There are research labs with experts that have been addressing energy for many decades. Oil, natural gas and coal companies have massive research staffs. Government and universities also have research staffs. Research and Development (R&D) for car companies on a worldwide basis is nearly $40 billion yearly.10

These researchers have been seeking for new options in the past and will continue to do so in the future. We can expect to continue to get performance gains like the 1-2 percent per year efficiency improvement in car mileage. Aircraft manufacturers will continue to improve the performance of airplanes at a similar rate. These improvements will make little difference.

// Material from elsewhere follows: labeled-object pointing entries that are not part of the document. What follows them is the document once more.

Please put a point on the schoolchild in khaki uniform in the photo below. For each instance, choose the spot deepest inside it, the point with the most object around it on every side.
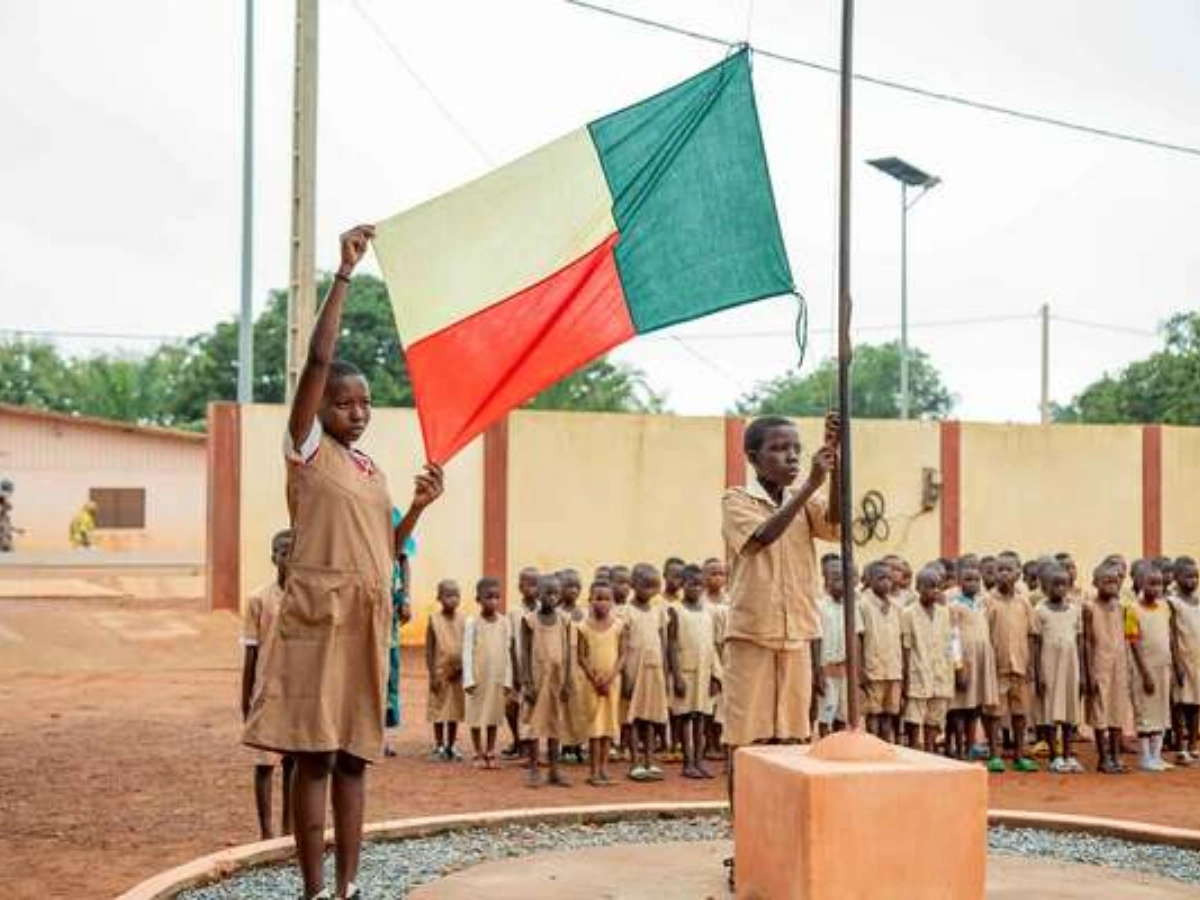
(1059, 664)
(601, 645)
(576, 723)
(772, 640)
(928, 661)
(718, 600)
(1149, 629)
(882, 655)
(487, 671)
(447, 703)
(1011, 624)
(262, 613)
(527, 593)
(975, 679)
(645, 683)
(546, 679)
(695, 669)
(325, 663)
(1186, 606)
(1108, 667)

But all these efficiencies are predictable. Each industry has a long record of improvement and these records have included both the plodding work of what is termed “continuation engineering” along with breakthroughs that occur periodically. However, we must view this over a long time period. Many of the machine artifacts we have are quite mature. We can expect our cars of the future to have four wheels, an engine with a transmission, and a steering wheel. The car design is mature. The same holds true for all transportation vehicles.11, 12

Unfortunately, this reality is obscured by the much more rapid improvements in electronics whose performance and efficiency has improved at a dramatically faster rate. But electronics has little to do with our ordinary consumption of energy for food, homes, and cars, plus all the physical experiences of a body living in a real world, not a virtual one. A PC that is a hundred times faster or an I-Pod with 10,000 songs will not bring us the option to continue our high-energy lifestyle. In spite of the advent of the so called “information economy” and all the hype of “knowledge industries,” Americans continue to consume energy at an unsustainable level.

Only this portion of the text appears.